Talk: Email security is such a huge topic, we could write a book. What are the most important things we can say to students in just a few pages?

This article on Email security provides a brief overview of the ways in which email systems may be abused, and the most effective ways to fight that abuse. We categorize the vulnerabilities according to their locality in Figure 1 of Email system, repeated here for convenience. We assume the reader is familiar with that article.

In each category, we summarize the requirements for security. These are high-level requirements, not recommendations for any specific method or technique, and not intended as a rigid standard for every system. The same level of security may be provided in some other way. For example, there is less need for passwords if every user can be authenticated by their address on a local network, secure from any outside intruder.

(CC) Image: David MacQuigg
Figure 1 Actors (Users and Agents) and their roles in an ideal email system.

User vulnerabilities

After running a malicious program, perhaps from a phony website or attached to an email, the user's computer may become infected with a zombie program controlled by a remote criminal system. This can result in stolen passwords and data, access to other computers with confidential data, or malicious transmissions from the user's computer, including spam and additional malicious programs. An infected user's computer is a serious threat to an entire system.

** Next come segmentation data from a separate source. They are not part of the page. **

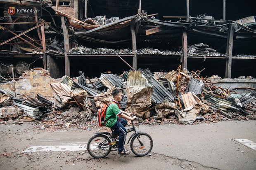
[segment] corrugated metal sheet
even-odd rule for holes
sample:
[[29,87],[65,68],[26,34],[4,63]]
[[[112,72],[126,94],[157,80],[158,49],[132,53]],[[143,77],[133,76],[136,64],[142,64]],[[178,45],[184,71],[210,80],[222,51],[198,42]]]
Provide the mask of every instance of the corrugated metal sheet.
[[142,73],[148,81],[154,86],[152,99],[154,102],[156,103],[161,103],[165,98],[169,99],[171,101],[174,99],[171,93],[154,78],[153,74],[150,72],[149,69],[140,69],[138,70]]
[[95,89],[94,88],[91,88],[89,87],[86,87],[84,86],[83,86],[82,85],[76,82],[73,82],[73,84],[75,85],[76,86],[78,87],[78,88],[83,88],[83,89],[88,92],[91,95],[93,96],[96,95],[98,94],[100,94],[102,93],[102,91],[99,90]]
[[13,104],[35,119],[39,118],[42,114],[42,113],[39,111],[38,107],[31,107],[17,102],[14,102]]
[[[63,80],[62,80],[61,83],[66,84],[69,87],[71,88],[73,84],[73,81],[71,78],[69,77],[69,76],[66,76],[66,77],[63,79]],[[72,88],[71,88],[72,90],[73,90],[74,89],[72,89]]]
[[[100,89],[105,87],[104,84],[100,80],[92,83],[95,87],[97,89]],[[93,88],[93,86],[91,83],[88,84],[88,86],[91,88]]]
[[129,73],[129,72],[125,71],[122,74],[122,78],[126,80],[127,80],[127,78],[128,78],[128,74]]
[[26,100],[26,102],[29,103],[30,105],[38,107],[49,106],[48,104],[43,103],[39,101],[36,100],[34,98],[33,98],[31,97],[28,96],[26,98],[27,99]]
[[8,94],[1,94],[1,96],[0,96],[0,106],[2,106],[7,103],[11,99],[11,97],[10,97],[10,95]]
[[181,95],[181,98],[184,104],[185,108],[194,106],[201,102],[201,100],[194,92],[188,92]]
[[38,94],[37,95],[37,99],[39,101],[42,102],[42,103],[47,105],[49,106],[52,105],[51,101],[46,99],[41,94]]
[[123,95],[122,100],[120,101],[121,108],[124,110],[126,108],[126,103],[127,103],[127,96]]
[[112,74],[104,74],[102,73],[99,79],[103,84],[108,88],[111,88],[115,86],[121,88],[122,87],[122,85],[123,85],[123,82],[122,82],[121,79],[116,75]]
[[226,100],[218,98],[209,94],[205,95],[204,99],[213,104],[211,108],[216,110],[223,110],[226,112],[233,111],[238,112],[243,115],[249,114],[242,109],[239,106],[233,104]]
[[66,102],[70,98],[63,95],[70,95],[71,90],[66,84],[62,83],[51,83],[55,105]]
[[251,93],[248,93],[242,94],[232,94],[230,97],[238,98],[243,106],[246,105],[250,102],[256,100],[256,98],[251,95]]
[[15,96],[14,93],[13,91],[9,90],[5,90],[2,88],[0,88],[0,92],[3,94],[9,94],[11,95],[11,97],[14,97]]
[[187,87],[186,92],[194,92],[196,95],[200,94],[202,92],[204,82],[193,78],[191,78]]

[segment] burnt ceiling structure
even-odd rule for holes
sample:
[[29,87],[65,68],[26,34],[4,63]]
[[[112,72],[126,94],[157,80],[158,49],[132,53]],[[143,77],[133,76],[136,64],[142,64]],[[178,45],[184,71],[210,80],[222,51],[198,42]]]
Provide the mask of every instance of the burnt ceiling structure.
[[[139,8],[139,0],[88,0],[88,17],[106,15],[107,18],[122,19],[135,15]],[[223,19],[223,0],[189,1],[189,15],[196,17],[205,14],[215,19]],[[186,16],[186,0],[142,0],[141,9],[147,14],[157,13],[156,18],[162,20],[164,16]],[[256,15],[253,0],[225,1],[226,19],[236,21]]]
[[0,0],[2,63],[22,60],[54,78],[80,71],[121,74],[131,66],[169,72],[180,65],[206,68],[204,76],[256,77],[253,1],[72,0],[64,7],[78,12],[72,16],[50,0],[23,0],[41,4],[42,16],[4,17],[5,5],[20,2]]

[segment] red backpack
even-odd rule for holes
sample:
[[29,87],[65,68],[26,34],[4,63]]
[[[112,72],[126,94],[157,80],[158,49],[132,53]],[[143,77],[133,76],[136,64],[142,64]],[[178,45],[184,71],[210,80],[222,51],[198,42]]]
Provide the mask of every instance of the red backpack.
[[114,102],[111,102],[109,104],[104,105],[102,107],[100,107],[98,110],[97,112],[97,121],[98,124],[100,127],[104,126],[105,125],[106,121],[105,121],[105,117],[106,117],[106,111],[107,107],[111,103],[116,103]]

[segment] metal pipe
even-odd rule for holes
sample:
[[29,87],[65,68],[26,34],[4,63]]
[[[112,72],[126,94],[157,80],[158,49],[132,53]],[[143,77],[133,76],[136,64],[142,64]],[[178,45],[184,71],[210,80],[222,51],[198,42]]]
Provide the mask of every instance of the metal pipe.
[[130,65],[129,64],[128,64],[127,63],[126,63],[126,61],[124,61],[124,60],[123,58],[121,58],[121,57],[120,57],[120,56],[119,56],[118,55],[118,54],[117,54],[116,53],[115,53],[115,54],[116,54],[116,56],[118,56],[119,57],[119,58],[120,58],[120,59],[123,61],[123,62],[124,62],[126,64],[127,64],[127,65],[128,65],[129,67],[130,67],[130,68],[132,69],[133,69],[133,70],[134,70],[134,71],[136,71],[136,70],[135,70],[135,69],[134,69],[133,68],[133,67],[131,66],[130,66]]
[[223,0],[223,11],[222,19],[223,20],[226,19],[226,0]]
[[96,88],[96,87],[95,86],[94,86],[94,84],[93,84],[93,83],[92,83],[92,81],[91,81],[91,79],[90,79],[90,78],[89,78],[88,77],[87,77],[87,79],[89,80],[89,81],[90,81],[90,82],[91,82],[91,83],[92,84],[92,86],[93,86],[93,87],[95,89],[96,89],[97,88]]
[[[189,14],[189,4],[190,0],[187,0],[187,16],[189,17],[190,16]],[[188,22],[188,18],[187,18],[187,21]]]

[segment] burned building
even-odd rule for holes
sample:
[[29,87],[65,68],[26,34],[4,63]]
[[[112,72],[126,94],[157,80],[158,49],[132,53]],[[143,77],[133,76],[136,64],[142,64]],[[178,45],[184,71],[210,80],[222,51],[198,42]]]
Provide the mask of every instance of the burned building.
[[252,2],[145,1],[24,0],[41,7],[41,15],[14,16],[5,7],[20,1],[0,1],[1,75],[12,66],[17,76],[43,67],[58,78],[181,65],[205,68],[204,76],[256,77]]

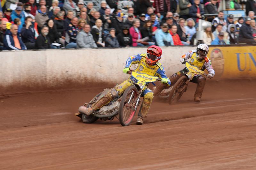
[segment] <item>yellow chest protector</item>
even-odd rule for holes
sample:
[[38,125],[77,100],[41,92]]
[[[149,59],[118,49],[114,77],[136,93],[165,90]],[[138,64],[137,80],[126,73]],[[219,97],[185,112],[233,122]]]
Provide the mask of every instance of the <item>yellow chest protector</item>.
[[154,76],[156,75],[156,71],[159,67],[160,66],[162,67],[162,66],[159,65],[161,64],[158,63],[154,65],[148,65],[146,62],[146,57],[142,57],[138,67],[135,70],[135,71],[139,73],[144,73],[149,76]]
[[199,60],[196,57],[196,53],[194,53],[192,55],[192,56],[191,57],[191,59],[189,61],[189,63],[190,64],[195,67],[196,67],[198,69],[202,70],[204,63],[205,63],[206,61],[208,61],[208,58],[206,57],[204,59],[201,60]]

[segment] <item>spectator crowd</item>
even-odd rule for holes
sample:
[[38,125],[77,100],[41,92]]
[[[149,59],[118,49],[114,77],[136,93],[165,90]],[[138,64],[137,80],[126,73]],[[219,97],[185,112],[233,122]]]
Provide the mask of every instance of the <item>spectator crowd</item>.
[[[98,10],[83,0],[1,0],[0,50],[256,43],[254,0],[238,18],[226,18],[221,0],[106,0]],[[199,41],[199,19],[211,24]]]

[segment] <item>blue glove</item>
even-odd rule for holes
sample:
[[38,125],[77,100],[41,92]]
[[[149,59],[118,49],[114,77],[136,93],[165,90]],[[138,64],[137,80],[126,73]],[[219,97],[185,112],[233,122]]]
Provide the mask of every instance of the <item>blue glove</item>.
[[167,83],[168,80],[170,81],[170,79],[168,78],[162,78],[162,80],[161,81],[161,82],[163,83]]
[[126,67],[123,69],[123,72],[124,72],[124,73],[125,73],[125,74],[127,74],[127,73],[129,70],[130,70],[130,68],[129,67]]

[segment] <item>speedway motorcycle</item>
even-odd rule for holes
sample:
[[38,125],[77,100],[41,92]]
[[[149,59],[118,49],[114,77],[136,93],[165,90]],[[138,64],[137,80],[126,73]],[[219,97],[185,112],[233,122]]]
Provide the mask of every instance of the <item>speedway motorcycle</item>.
[[[134,116],[138,107],[140,105],[140,97],[143,89],[148,84],[156,80],[162,81],[158,77],[149,76],[145,73],[139,73],[130,70],[128,74],[132,74],[133,84],[124,91],[123,94],[110,101],[99,110],[87,116],[80,113],[75,114],[82,119],[86,123],[91,123],[98,119],[107,121],[112,120],[115,117],[118,119],[123,126],[129,125]],[[89,103],[84,103],[84,106],[89,107],[96,102],[108,92],[113,88],[105,89],[93,98]]]
[[170,105],[173,105],[180,98],[183,93],[187,91],[189,82],[196,75],[204,75],[206,77],[207,75],[203,71],[191,65],[185,61],[185,65],[187,71],[185,75],[181,77],[173,85],[164,89],[158,95],[160,99],[168,100]]

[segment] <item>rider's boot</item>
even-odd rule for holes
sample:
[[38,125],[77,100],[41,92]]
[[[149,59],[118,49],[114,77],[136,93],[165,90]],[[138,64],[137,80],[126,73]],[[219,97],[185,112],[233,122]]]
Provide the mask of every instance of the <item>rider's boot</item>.
[[142,125],[143,123],[143,117],[138,116],[136,121],[136,124],[138,125]]

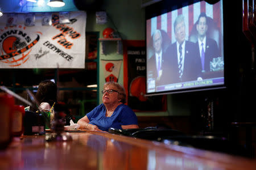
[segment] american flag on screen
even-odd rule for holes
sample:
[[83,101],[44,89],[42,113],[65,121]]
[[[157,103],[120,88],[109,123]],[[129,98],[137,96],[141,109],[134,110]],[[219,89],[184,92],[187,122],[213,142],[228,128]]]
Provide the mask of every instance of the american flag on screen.
[[[216,23],[216,26],[219,29],[219,32],[223,35],[222,33],[223,27],[221,24],[223,9],[221,1],[214,5],[210,5],[205,1],[198,2],[147,20],[146,22],[147,44],[148,44],[150,41],[150,37],[157,29],[165,31],[171,40],[171,42],[175,42],[174,23],[177,16],[180,14],[184,16],[185,19],[186,40],[188,40],[188,37],[191,33],[192,28],[201,12],[205,12],[207,16],[211,18]],[[218,42],[217,44],[218,44]],[[218,45],[220,45],[220,44]]]

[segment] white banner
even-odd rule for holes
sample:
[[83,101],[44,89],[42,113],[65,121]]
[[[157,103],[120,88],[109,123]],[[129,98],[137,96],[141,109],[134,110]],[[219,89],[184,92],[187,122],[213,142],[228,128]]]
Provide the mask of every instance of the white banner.
[[105,81],[117,82],[122,60],[101,60],[101,61],[104,68]]
[[84,68],[86,14],[68,13],[3,15],[0,68]]

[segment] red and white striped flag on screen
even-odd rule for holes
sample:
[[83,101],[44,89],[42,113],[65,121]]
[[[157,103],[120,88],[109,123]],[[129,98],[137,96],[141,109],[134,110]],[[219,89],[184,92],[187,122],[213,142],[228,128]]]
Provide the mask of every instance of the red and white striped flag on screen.
[[219,28],[220,32],[221,35],[223,35],[221,24],[222,19],[221,1],[220,1],[214,5],[210,5],[205,1],[198,2],[193,5],[184,6],[147,20],[147,44],[149,44],[150,37],[157,29],[165,31],[171,40],[171,42],[175,42],[174,23],[177,16],[180,14],[182,14],[184,17],[186,26],[186,40],[188,40],[192,28],[201,12],[205,12],[207,16],[213,19],[213,21],[217,24],[217,27]]

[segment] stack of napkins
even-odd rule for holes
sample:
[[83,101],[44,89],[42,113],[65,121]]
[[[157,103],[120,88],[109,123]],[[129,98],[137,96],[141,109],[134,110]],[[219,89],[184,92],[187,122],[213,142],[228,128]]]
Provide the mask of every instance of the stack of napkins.
[[79,129],[79,127],[80,127],[80,125],[79,125],[77,124],[74,124],[74,122],[71,120],[70,120],[70,126],[65,126],[64,130],[75,130]]

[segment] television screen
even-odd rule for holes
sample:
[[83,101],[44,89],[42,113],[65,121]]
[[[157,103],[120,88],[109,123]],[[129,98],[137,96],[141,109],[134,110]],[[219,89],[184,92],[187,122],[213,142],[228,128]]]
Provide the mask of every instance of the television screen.
[[165,1],[146,10],[147,95],[224,88],[222,1]]

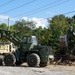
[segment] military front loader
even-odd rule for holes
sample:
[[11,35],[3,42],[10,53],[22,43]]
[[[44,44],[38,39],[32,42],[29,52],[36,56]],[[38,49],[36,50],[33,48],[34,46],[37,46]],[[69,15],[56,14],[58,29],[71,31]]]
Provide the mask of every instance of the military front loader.
[[3,62],[6,66],[21,65],[27,62],[28,66],[46,66],[49,62],[49,46],[41,46],[36,36],[24,36],[20,39],[15,32],[0,29],[0,39],[6,38],[11,41],[17,49],[13,53],[7,53]]

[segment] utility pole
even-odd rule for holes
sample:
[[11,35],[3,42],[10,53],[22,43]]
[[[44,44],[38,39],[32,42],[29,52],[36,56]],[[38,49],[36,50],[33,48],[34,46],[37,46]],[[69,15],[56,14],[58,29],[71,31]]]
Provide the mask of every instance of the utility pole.
[[10,23],[9,23],[10,19],[8,18],[8,30],[10,30]]

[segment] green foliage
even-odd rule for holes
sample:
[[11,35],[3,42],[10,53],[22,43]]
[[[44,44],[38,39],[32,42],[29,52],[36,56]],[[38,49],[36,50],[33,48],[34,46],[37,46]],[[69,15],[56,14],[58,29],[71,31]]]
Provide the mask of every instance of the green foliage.
[[[11,31],[17,32],[17,35],[29,36],[35,35],[38,38],[38,42],[42,45],[52,46],[53,51],[58,54],[59,48],[59,37],[61,35],[66,35],[67,30],[70,26],[75,29],[75,15],[71,17],[65,17],[64,15],[56,15],[52,19],[48,19],[49,28],[35,28],[33,21],[20,20],[16,21],[14,25],[10,26]],[[2,23],[0,28],[7,29],[7,25]],[[69,49],[75,46],[75,37],[71,35],[71,41],[69,44]]]
[[35,24],[32,21],[16,21],[13,30],[19,32],[19,36],[28,36],[32,34],[32,30],[35,28]]

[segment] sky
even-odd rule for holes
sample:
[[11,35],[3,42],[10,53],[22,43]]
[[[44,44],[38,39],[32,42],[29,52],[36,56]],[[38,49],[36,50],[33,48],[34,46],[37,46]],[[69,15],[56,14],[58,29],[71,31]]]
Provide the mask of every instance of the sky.
[[47,27],[47,18],[59,14],[75,15],[75,0],[0,0],[0,24],[10,18],[10,25],[25,19],[34,21],[36,27]]

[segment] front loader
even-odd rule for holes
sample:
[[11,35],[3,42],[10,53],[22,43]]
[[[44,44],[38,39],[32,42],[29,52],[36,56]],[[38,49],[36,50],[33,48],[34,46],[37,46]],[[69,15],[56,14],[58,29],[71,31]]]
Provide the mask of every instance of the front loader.
[[15,32],[0,29],[0,38],[6,38],[17,46],[13,53],[4,56],[4,64],[7,66],[24,62],[31,67],[46,66],[49,62],[50,47],[39,45],[36,36],[24,36],[20,39]]

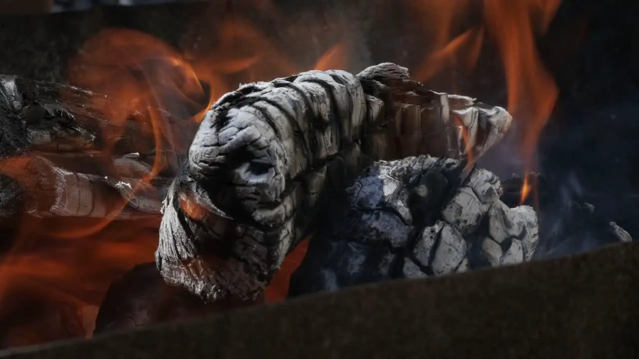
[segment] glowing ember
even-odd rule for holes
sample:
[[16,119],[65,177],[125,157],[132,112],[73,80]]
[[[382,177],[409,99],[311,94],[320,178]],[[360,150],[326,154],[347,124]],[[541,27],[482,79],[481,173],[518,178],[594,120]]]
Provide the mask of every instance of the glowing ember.
[[[263,3],[262,5],[267,3]],[[435,50],[415,71],[426,80],[445,66],[472,69],[486,38],[496,42],[501,54],[508,89],[509,111],[521,130],[520,154],[531,162],[541,130],[557,96],[553,79],[542,65],[534,44],[535,33],[543,33],[559,0],[429,0],[413,1],[419,13],[427,17]],[[462,17],[481,4],[483,20],[458,31]],[[268,7],[268,6],[266,6]],[[110,124],[137,121],[152,140],[155,156],[151,171],[141,176],[149,183],[167,170],[163,154],[183,153],[188,134],[211,104],[238,83],[271,80],[310,70],[283,56],[275,43],[248,21],[233,19],[221,22],[215,42],[178,50],[153,36],[125,29],[107,29],[90,39],[70,64],[70,82],[104,95],[121,103],[125,111],[102,109]],[[346,42],[328,49],[314,68],[346,68],[350,57]],[[204,46],[206,45],[206,46]],[[99,101],[98,101],[99,102]],[[100,106],[100,103],[95,104]],[[161,110],[160,110],[161,109]],[[171,116],[167,116],[170,113]],[[123,134],[122,126],[105,126],[107,139],[99,149],[104,166],[112,166],[111,155]],[[187,129],[188,130],[185,130]],[[468,143],[468,134],[464,141]],[[473,160],[467,149],[469,164]],[[3,162],[3,172],[17,179],[28,190],[25,169],[28,157]],[[526,178],[521,201],[532,187]],[[132,188],[135,192],[139,188]],[[117,204],[121,211],[126,202]],[[194,216],[197,209],[190,208]],[[158,218],[112,222],[114,214],[98,220],[84,218],[60,220],[45,225],[25,217],[21,219],[16,244],[0,263],[0,299],[12,287],[25,284],[38,288],[52,300],[75,308],[99,303],[83,291],[91,287],[104,294],[109,284],[135,264],[153,260],[157,245]],[[268,300],[281,300],[288,291],[288,278],[305,252],[307,240],[285,260],[266,292]],[[97,298],[101,298],[100,295]]]
[[528,198],[528,195],[530,194],[530,190],[532,189],[532,186],[530,186],[530,176],[527,175],[524,177],[523,185],[521,185],[521,194],[520,196],[520,204],[523,204],[526,199]]
[[[435,36],[435,50],[417,73],[418,80],[427,80],[445,65],[455,66],[458,62],[463,65],[461,69],[471,69],[484,37],[497,42],[507,86],[507,109],[520,129],[520,156],[527,171],[534,169],[532,161],[537,142],[558,95],[557,87],[539,58],[535,36],[546,31],[559,3],[559,0],[429,0],[413,4],[427,19],[426,26],[434,27]],[[475,12],[482,14],[483,20],[453,37],[462,16],[480,6]]]

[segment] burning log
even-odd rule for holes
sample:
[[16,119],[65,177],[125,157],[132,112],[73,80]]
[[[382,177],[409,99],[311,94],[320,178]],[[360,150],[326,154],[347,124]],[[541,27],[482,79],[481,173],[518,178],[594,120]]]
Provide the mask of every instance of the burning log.
[[[539,174],[528,175],[537,194],[539,217],[539,245],[535,258],[561,257],[594,250],[603,246],[633,241],[630,234],[606,213],[596,211],[588,202],[566,202],[550,192],[550,183]],[[503,182],[502,201],[509,206],[519,203],[524,180],[514,176]],[[528,202],[532,202],[528,199]]]
[[168,283],[205,301],[254,298],[373,160],[477,158],[511,121],[390,63],[244,85],[196,134],[164,202],[156,263]]
[[135,266],[109,287],[100,307],[93,335],[202,317],[254,303],[228,298],[204,303],[186,289],[167,285],[155,263],[145,263]]
[[289,296],[530,260],[532,208],[500,200],[499,180],[463,161],[381,161],[346,190],[291,277]]
[[[114,113],[127,121],[114,122]],[[0,77],[0,218],[20,209],[39,217],[158,216],[183,153],[158,137],[190,138],[197,126],[163,114],[158,128],[147,114],[90,91]]]

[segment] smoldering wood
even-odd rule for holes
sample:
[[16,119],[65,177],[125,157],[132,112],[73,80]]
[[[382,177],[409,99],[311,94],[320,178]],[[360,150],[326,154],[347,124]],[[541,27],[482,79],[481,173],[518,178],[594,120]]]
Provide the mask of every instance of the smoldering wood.
[[[543,174],[530,173],[528,178],[532,191],[526,201],[530,204],[536,202],[539,217],[539,245],[535,259],[583,253],[633,241],[626,229],[610,220],[608,213],[596,210],[590,203],[551,195],[551,184]],[[502,200],[509,206],[519,203],[523,181],[516,176],[504,181]]]
[[521,263],[534,254],[537,218],[500,199],[499,179],[429,156],[380,161],[332,209],[311,240],[289,296],[395,279]]
[[[165,138],[160,144],[164,149],[156,153],[153,129],[144,114],[117,123],[105,109],[110,114],[130,111],[72,86],[0,76],[3,218],[19,211],[41,217],[160,215],[183,152]],[[192,137],[196,123],[164,113],[169,124],[165,128]],[[154,162],[162,169],[155,176]],[[141,180],[151,177],[150,182]]]
[[511,121],[503,108],[428,90],[391,63],[241,86],[207,113],[169,188],[158,268],[206,301],[250,298],[371,161],[476,158]]
[[169,286],[155,263],[135,266],[109,286],[98,312],[93,335],[175,319],[202,317],[263,302],[226,300],[206,304],[183,288]]

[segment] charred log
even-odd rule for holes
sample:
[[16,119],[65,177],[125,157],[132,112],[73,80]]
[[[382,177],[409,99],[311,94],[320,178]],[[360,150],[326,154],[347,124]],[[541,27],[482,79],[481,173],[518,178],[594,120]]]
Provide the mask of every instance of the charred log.
[[311,239],[289,296],[530,259],[534,211],[509,208],[497,176],[465,165],[422,156],[367,169]]
[[252,298],[371,161],[477,158],[511,121],[390,63],[243,86],[207,113],[169,190],[160,273],[206,301]]
[[259,302],[225,300],[205,304],[183,288],[167,285],[155,263],[135,266],[109,287],[93,335],[203,316]]
[[[19,209],[40,217],[158,216],[183,154],[156,143],[148,114],[110,118],[130,112],[72,86],[0,76],[0,218]],[[164,114],[163,135],[192,137],[196,124]]]

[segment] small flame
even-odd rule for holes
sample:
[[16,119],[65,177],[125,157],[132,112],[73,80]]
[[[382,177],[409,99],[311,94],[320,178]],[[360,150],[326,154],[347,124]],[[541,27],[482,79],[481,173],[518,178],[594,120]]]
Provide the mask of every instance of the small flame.
[[523,184],[521,185],[521,193],[520,195],[520,204],[523,204],[526,202],[526,199],[528,199],[528,196],[530,194],[530,191],[532,190],[532,187],[530,183],[530,176],[527,174],[523,178]]
[[[543,66],[535,45],[535,34],[545,32],[560,0],[429,0],[415,2],[417,11],[426,17],[433,34],[433,49],[417,72],[429,80],[444,66],[474,68],[484,38],[498,45],[508,89],[507,109],[521,128],[520,152],[527,171],[532,164],[541,131],[554,108],[558,89]],[[481,7],[481,11],[475,8]],[[483,13],[476,26],[453,36],[465,19],[462,15]],[[467,22],[467,21],[466,21]],[[452,38],[451,40],[450,39]]]
[[[239,84],[348,66],[345,43],[328,48],[314,65],[302,66],[282,55],[275,43],[247,21],[232,19],[216,26],[215,33],[219,36],[213,43],[184,46],[182,50],[147,34],[119,28],[104,29],[84,45],[70,63],[69,79],[78,88],[104,95],[87,104],[108,120],[101,128],[104,145],[98,149],[104,168],[112,169],[112,157],[121,151],[118,141],[128,135],[125,125],[139,128],[132,141],[139,148],[132,152],[155,154],[151,171],[137,178],[141,185],[148,184],[167,169],[162,153],[187,150],[189,134],[196,129],[204,112]],[[143,144],[149,143],[151,148],[145,148]],[[29,169],[33,160],[22,155],[4,160],[0,168],[29,192],[29,186],[37,185]],[[135,193],[139,189],[130,190]],[[183,201],[183,205],[189,203]],[[59,218],[52,224],[29,216],[20,218],[17,240],[0,263],[0,301],[9,300],[9,293],[20,287],[39,293],[48,302],[76,309],[99,305],[114,279],[136,264],[154,259],[159,217],[114,222],[126,206],[125,201],[113,204],[111,215],[104,219]],[[191,215],[201,215],[198,208],[189,208]],[[269,300],[286,296],[288,277],[305,253],[304,243],[285,259],[267,289]],[[95,298],[84,294],[88,288],[97,293]],[[20,332],[20,338],[30,338],[29,344],[46,339],[48,334],[38,330],[45,330],[42,326],[47,324],[29,325],[16,326],[31,333]]]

Less serious, but more common is the problem of keeping user addresses off spammer mailing lists. These lists are sold and copied and resold all over the world. Get on one spam list, and you will soon be on many. Even users who are careful to give their real address only to friends may see that address used in a cc list with dozens of other addresses (perhaps a chain letter). If any one of those recipient's computers is infected, these cc'd addresses can be "harvested".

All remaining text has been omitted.